Coming up for hearing: on 22nd November 2021.

Reference filed: on 31st May 2021.

Articles: 6(d), 7(2), 8(1) (a) & (c), 23 (1) and 30(1) & (2) of the Treaty for the Establishment of the East African Community.

Subject matter: Land dispute.

The Applicant alleges to have inherited a piece of land situated in Bujumbura alongside his father’s other family members and additionally acquired ten hectares independently adjacent to the inherited land. That, a complaint was filed against them by a group of families who claimed part of their father (deceased) estate on allegation that, their father acquired the property at the height of the 1972 civil war. According to the Applicant, the deceased had brought the land from a former settler through a power of attorney. The Respondent State’s National Commission of Land and Other Property dismissed the claim on 11th November 2014.

However, the Applicant alleges that, to his surprise the Respondent twisted the matter and declared through the said Commission, the property belongs to the State a fact that was neither pleaded nor in issue. He unsuccessfully appealed against the said decision, and his efforts to further appeal to the Burundi’s Special Court of Land and Other Property (first and second degree) were fruitless.

He therefore faults the Respondent for disentitling him his lawfully acquired property in a manner inconsistent with Articles 6(d), 7(2) and 8(1) (a) & (c) of the Treaty for the Establishment of the East African Community. Further states, the Respondent disregarded relevant law at the time of acquisition of the property and official and land register records that clearly shows the property belongs to him. That, due to the illegal processes he alleges to have lost valuable business opportunities to fully develop the property, earn his livelihood and suffered financial losses.

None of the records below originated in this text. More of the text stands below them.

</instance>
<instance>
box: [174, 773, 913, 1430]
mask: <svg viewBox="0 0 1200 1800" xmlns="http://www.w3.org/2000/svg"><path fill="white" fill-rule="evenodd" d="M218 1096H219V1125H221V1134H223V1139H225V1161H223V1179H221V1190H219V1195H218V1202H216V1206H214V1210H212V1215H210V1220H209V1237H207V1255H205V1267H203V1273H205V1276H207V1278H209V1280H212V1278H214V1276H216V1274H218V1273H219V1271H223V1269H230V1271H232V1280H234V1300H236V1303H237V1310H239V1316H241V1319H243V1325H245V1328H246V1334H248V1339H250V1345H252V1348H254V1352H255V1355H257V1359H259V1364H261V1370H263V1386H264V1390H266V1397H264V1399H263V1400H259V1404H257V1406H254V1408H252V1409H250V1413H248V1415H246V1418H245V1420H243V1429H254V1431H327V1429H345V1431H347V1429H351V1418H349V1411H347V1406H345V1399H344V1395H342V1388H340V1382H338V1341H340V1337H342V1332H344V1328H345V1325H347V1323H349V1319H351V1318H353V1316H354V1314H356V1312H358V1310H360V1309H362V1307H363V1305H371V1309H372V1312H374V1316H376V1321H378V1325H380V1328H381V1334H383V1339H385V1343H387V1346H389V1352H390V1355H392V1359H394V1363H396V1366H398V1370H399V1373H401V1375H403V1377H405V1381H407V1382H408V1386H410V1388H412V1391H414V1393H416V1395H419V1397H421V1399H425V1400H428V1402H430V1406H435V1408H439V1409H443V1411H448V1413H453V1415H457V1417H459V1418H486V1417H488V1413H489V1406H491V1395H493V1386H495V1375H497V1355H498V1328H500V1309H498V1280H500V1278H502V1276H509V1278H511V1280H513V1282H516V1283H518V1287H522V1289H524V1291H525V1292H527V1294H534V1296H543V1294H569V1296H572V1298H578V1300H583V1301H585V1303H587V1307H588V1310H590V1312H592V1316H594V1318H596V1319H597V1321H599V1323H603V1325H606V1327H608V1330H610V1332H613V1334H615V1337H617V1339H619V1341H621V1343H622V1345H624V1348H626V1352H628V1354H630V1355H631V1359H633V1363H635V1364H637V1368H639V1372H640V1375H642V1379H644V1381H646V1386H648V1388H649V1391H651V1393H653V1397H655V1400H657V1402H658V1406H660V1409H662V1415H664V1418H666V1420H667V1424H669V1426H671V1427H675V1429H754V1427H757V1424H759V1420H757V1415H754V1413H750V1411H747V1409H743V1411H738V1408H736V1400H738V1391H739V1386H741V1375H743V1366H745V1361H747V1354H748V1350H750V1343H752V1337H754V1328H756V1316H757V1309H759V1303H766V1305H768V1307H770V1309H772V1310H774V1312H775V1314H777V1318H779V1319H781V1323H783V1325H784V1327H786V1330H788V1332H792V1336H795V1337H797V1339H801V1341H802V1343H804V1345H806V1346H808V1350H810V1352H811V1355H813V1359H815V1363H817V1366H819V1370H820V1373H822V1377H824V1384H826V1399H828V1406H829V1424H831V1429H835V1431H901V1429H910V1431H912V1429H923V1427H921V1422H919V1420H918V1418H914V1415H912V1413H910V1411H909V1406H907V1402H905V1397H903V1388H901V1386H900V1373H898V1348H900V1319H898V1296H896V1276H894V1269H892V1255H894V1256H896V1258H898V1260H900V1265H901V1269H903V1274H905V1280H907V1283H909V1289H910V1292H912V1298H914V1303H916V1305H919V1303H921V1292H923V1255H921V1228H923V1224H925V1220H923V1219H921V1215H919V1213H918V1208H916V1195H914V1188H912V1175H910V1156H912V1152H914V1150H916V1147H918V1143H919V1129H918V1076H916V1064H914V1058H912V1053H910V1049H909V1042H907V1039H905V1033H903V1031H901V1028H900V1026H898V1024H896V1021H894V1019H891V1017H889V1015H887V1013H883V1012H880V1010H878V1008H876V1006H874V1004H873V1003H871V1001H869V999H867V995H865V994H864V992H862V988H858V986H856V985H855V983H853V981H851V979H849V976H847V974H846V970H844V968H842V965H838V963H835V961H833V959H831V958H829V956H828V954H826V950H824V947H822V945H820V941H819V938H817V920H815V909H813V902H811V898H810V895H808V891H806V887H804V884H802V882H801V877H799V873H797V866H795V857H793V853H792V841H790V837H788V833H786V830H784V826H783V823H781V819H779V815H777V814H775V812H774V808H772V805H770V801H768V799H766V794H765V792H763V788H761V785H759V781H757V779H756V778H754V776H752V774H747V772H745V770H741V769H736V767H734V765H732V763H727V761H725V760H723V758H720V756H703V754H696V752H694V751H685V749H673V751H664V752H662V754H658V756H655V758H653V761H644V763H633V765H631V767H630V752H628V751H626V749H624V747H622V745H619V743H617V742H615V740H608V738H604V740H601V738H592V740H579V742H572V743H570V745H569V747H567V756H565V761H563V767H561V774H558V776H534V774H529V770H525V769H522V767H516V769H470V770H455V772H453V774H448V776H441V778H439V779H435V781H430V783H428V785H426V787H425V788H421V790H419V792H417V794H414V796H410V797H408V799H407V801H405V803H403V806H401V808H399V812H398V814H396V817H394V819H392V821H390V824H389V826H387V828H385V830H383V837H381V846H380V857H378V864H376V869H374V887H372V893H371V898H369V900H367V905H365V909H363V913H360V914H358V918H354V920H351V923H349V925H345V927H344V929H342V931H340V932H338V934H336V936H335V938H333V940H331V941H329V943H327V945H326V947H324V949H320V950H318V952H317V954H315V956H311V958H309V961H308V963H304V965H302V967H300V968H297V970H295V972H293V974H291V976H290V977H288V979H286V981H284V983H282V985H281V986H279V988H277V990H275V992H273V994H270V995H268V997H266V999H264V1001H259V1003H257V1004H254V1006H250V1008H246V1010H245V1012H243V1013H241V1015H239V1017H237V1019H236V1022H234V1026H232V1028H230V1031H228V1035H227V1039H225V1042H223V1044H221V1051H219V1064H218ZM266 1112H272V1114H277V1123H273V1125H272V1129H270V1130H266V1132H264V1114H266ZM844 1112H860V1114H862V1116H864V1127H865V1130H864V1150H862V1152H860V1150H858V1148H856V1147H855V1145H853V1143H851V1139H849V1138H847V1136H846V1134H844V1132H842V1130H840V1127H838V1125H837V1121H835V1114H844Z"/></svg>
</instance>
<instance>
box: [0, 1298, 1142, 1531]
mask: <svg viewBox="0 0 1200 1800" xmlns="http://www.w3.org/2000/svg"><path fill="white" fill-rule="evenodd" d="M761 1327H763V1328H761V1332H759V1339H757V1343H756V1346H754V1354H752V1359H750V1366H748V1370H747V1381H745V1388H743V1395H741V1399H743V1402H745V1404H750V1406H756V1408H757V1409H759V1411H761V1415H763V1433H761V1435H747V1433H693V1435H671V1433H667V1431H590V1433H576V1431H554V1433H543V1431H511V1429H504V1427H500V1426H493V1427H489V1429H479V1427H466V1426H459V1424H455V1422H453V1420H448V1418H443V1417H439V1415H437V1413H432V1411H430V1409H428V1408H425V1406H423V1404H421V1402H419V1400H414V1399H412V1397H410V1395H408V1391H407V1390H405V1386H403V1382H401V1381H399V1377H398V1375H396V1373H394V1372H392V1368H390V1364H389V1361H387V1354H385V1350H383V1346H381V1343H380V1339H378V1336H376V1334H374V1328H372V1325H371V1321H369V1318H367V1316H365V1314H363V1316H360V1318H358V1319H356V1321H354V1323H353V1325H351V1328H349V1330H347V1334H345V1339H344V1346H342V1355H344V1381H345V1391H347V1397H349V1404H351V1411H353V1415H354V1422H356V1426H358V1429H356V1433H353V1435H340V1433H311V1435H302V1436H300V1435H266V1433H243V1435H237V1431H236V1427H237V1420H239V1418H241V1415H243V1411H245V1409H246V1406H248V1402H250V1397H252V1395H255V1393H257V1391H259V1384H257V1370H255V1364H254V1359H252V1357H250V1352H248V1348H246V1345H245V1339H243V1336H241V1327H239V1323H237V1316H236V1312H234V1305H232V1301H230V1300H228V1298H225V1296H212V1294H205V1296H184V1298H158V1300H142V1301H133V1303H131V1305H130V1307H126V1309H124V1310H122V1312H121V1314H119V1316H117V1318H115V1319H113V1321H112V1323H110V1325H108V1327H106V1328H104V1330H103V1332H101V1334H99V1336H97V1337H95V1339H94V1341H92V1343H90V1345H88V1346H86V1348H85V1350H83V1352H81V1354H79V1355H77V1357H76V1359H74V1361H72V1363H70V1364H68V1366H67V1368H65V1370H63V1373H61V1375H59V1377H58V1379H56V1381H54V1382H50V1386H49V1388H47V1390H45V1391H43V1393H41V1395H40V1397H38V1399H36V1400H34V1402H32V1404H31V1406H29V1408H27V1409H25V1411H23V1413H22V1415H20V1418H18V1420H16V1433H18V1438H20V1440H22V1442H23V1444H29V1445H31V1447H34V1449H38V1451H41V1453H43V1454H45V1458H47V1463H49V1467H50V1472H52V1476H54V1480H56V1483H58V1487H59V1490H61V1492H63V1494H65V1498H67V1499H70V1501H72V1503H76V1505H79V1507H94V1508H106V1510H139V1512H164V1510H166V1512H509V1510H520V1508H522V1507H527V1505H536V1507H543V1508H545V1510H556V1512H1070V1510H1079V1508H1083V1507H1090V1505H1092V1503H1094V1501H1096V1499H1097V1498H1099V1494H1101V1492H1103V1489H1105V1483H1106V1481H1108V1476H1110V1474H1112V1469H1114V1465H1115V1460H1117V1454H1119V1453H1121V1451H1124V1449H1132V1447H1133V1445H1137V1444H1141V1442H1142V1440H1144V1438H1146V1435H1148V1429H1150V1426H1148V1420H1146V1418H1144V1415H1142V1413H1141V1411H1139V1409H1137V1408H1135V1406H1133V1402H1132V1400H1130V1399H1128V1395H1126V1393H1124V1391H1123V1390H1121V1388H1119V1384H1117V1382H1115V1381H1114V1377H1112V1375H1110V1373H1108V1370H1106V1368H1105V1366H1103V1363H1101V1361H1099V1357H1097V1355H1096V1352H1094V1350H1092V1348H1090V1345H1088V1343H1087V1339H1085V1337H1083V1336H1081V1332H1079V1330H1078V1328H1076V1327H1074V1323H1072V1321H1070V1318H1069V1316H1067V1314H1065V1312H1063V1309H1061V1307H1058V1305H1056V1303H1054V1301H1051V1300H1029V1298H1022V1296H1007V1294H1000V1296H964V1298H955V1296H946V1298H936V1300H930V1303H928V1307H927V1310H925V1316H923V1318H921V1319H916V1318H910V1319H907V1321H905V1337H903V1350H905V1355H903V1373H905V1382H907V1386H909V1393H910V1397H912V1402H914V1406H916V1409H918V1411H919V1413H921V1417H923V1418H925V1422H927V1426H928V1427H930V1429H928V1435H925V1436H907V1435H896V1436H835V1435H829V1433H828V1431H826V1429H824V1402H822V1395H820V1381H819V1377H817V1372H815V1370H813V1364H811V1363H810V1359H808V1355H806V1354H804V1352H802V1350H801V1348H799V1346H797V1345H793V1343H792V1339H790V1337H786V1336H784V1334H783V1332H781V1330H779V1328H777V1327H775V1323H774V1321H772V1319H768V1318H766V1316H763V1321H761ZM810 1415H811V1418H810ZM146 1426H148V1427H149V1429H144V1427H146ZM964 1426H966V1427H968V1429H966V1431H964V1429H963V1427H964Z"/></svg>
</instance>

He therefore prays the Court to find the Reference merited, and declare the Respondent cancellation to his title to the property and that of his late father contravened the Treaty provisions.  Further prays for Court declaration that, the acquisition of the property without compensation violated the Treaty, restore him into possession of the landed property, grant compensation and costs to the Reference.

The Respondent opposes the Reference arguing that, the Supreme Court of Land and Other Property did not violate the Treaty provisions and had lengthy demonstrated the deceased had never acquired rights over the disputed property. Further states, since 1963 after the departure of one THEY Pierre, the disputed property was counted among abandoned lands that became automatically property of the State and orders and reliefs sought by the Applicant are not grounded and pray for dismissal of the Reference with costs.